Thank you for being so honest with us in order to benefit all of us. Many of us have experiences like you. We get so blinded that we push everyone aways from us and just like that so called “pain” take over of our lives and cover all the logic and wisdom that we have.
Many times when things like that happen to us, we go into self destruction mode. When we do that, we do not only self destruct, but we totally forgot about the people around us that care for us and want us to be well. We are too blinded by that so called “pain” that maybe one party has infused in us that we forget that there are still many that love us. With them seeing our pain and self destructing, it will also hurt them and make them feel pain.
A wise person once told me, it is only when we let go that we will be able to receive the true meaning of happiness. When we do not know how to yet, we can fake it. Fake it till we really learn how to do so.

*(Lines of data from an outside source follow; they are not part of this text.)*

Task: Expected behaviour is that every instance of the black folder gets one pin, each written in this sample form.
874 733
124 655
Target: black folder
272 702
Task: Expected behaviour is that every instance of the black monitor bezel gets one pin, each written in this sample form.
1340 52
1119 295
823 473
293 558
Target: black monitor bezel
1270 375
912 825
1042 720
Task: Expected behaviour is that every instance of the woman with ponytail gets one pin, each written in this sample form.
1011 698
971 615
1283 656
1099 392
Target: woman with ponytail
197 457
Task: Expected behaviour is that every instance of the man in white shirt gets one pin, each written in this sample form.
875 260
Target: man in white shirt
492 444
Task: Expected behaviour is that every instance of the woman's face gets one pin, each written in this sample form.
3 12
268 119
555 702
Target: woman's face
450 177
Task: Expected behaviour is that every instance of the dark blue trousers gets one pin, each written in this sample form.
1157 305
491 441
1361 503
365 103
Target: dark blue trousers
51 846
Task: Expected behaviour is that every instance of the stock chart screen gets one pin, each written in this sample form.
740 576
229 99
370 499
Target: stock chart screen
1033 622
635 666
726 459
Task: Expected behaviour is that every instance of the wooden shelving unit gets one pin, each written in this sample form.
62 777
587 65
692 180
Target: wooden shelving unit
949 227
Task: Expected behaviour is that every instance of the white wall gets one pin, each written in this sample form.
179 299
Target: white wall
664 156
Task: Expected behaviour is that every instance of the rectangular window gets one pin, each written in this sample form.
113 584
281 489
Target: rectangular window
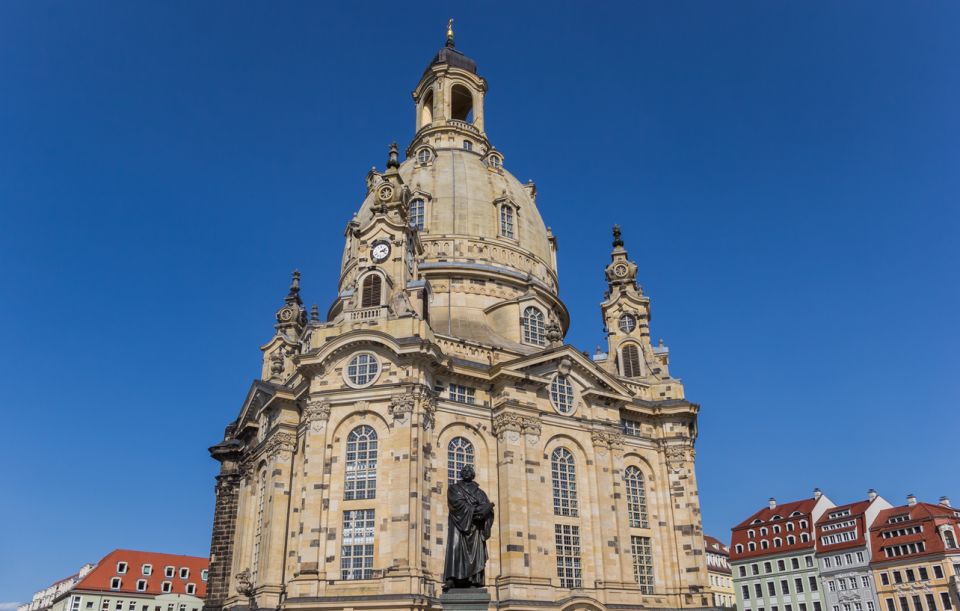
567 539
463 394
642 563
356 551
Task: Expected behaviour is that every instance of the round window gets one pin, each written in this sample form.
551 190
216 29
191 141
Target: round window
561 394
363 369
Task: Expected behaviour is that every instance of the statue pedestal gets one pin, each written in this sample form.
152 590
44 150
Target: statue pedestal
465 599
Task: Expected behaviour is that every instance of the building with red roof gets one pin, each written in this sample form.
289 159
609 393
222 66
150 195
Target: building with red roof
129 580
915 556
844 552
773 557
718 570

Only then we will be able to know how to improve ourselves so that we will be alright and improve ourselves as well. When we improve and move on, it will no longer make us so miserable and when we look back, we will know that we have improved in our lives. Maybe even have a day when we walk pass the same person again and they will then regret for having hurt us as we generated that hurt to motivation to make ourselves work harder so we are better. Not that small and weak person that we previously were.

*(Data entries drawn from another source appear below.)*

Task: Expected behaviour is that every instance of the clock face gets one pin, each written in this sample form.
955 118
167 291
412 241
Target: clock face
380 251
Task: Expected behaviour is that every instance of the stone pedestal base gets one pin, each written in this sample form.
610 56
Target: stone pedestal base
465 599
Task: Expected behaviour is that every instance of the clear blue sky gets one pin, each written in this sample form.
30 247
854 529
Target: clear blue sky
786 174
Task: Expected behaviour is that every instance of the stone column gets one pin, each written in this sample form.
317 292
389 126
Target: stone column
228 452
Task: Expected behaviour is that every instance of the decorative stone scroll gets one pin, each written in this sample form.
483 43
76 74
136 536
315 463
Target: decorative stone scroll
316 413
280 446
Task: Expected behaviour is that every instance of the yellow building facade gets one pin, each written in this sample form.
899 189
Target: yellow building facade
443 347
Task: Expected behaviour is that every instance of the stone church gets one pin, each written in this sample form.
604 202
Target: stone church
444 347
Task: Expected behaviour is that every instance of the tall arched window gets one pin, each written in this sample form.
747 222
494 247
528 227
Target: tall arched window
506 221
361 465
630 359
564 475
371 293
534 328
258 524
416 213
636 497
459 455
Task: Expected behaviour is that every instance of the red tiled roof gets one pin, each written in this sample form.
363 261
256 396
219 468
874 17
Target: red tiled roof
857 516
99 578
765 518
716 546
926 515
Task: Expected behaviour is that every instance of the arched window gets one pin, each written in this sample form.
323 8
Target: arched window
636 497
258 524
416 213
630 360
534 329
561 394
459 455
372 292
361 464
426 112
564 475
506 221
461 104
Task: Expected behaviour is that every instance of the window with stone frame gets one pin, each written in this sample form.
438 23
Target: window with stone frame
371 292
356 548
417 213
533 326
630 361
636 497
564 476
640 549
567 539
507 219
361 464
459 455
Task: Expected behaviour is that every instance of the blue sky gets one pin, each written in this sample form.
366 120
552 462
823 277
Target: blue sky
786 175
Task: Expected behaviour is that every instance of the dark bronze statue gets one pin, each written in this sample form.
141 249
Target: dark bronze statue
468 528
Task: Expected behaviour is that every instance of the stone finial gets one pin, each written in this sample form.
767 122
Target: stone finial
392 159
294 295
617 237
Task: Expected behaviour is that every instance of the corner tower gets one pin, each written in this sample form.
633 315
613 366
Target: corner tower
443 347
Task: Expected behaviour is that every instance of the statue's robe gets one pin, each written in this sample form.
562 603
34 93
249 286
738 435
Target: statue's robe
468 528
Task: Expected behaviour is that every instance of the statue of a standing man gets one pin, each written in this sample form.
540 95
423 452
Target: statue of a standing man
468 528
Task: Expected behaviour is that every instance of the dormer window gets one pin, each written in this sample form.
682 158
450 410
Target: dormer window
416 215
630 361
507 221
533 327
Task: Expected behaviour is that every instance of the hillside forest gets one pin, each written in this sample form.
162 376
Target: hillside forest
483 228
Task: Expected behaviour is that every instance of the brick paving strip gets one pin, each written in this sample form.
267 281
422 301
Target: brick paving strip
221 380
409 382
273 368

Thank you Li Kim for sharing her thoughts and experiences.
Most of the times, our ego surpasses the knowledge we have and we choose to follow our ego, inside secretly knowing that somehow it’s not the “best” choice after all. However, ego has proven its power to us. How powerful it can be in destroying our lives, our beliefs, our relationships with people…
When everything that we do or experience, is surrounded within the “I”, the “me”.. we are already expecting something in return that will bring benefit to ourselves and when it does not fulfill our satisfaction, our anger blows up like volcano and we start pointing fingers at everyone else except to, of course, “me”, our own self.
Like Rinpoche says “Happiness is a choice”. Everyone at a point in life, experienced things that aren’t pleasant, aren’t to our satisfaction, but we have a choice. We can choose to indulge in our negative emotions for months, years, getting depressed… and yet nothing has improved in our lives, worst still, slowly deteriorating; or we can choose to move on and let go.
“Let’s give ourselves a chance to make a positive impact by changing our attitude.”